Phoenix didn’t even remember what happened next, except that he found himself crashing through his front door hours later after having run half the city, trying to lose the feel of those eyes watching him.

He hadn’t noticed the pain in his shoulder until he’d lifted his suitcase to shove some clothes in it. Fire shot through his arm, and Phoenix clutched it, shouting out in agony. It hit him then. Everything he’d been through. Every second of the rollercoaster of emotions he’d experienced in twenty-four hours crashed into him. The physical ache coalescing with the emotional destruction wrought upon him levelled Phoenix.

Then his friends had barged through his door, teasing him until they’d seen the tears tracking down his cheeks and the bruise forming around his arm. Rachael and Stevo’s expressions had changed when he finished explaining how he got his injuries. They looked at him with wide eyes and stony silence. He couldn’t tell whether they were disgusted, surprised, or holding in a laugh. Was the whole thing his fault? Had he brought this on himself? Was it because he’d chased the two people who’d captured his attention from the moment he’d met them? Some cosmic karma biting him in the arse? But then Rachael had spoken, and the hatred spilling from her mouth made him flinch. Until he realized she wasn’t talking about him. Within minutes, she’d ordered Trav to get a rideshare to the hospital and plotted out the bones of a civil suit.
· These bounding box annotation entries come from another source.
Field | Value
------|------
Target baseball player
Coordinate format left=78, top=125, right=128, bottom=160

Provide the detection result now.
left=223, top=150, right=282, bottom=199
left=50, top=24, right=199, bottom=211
Phoenix was drained. It was as if all his energy had been sucked out of his bones, leaving him a husk. He had nothing left to argue, so he followed along, letting his friend lead the way and trying to avoid the others’ wary gazes. They hadn’t said much since they’d found him, and it made him antsy. What were they thinking?

When the ordeal at the hospital was over, he’d begged Rachael to go home. Drugged up on pain pills and his shoulder strapped with his arm in a sling, he wanted to curl up and hide under his covers. But Rachael insisted the police needed to be involved.

That’s when he’d received the phone call from a Senior Sergeant Campbell. He’d excused himself from his friends, ducking into the bathroom in the emergency ward to talk privately. Except he didn’t do much talking. The officer explained how he’d been asked to do a welfare check on him because of a concerned citizen making a complaint against Jake and Cassidy. Phoenix tried to explain his side of the story—how he’d been with them, and they’d been happy until they were interrupted. But every time he spoke, every time he tried to get the words out, the officer cut him off. He accepted one-worded answers, and that was it. Anything more and the answers repeated back were totally different to the ones Phoenix had given. His words were being twisted against him, and Phoenix knew when to shut up. The whole conversation had him wary. Anxiety spiked, his heart rate quickening and breathing shallowed out. Even locked in the bathroom, he couldn’t help looking over his shoulder. He had to get away. Had to cut ties with anything that would bring the two men and woman who’d walked in on them out of his life.

That was a week earlier. Moving out of the apartment wasn’t fun, especially with the torn muscle in his shoulder rendering him mostly useless. Thank goodness for his friends. If it wasn’t for them, he’d still be trying to lug his bags out. Resigning from Grounds was bittersweet—he was only leaving a week early, but he knew he’d left his boss in the lurch. She’d understood when he explained his arm was in a sling, and he was on painkillers strong enough to level a horse.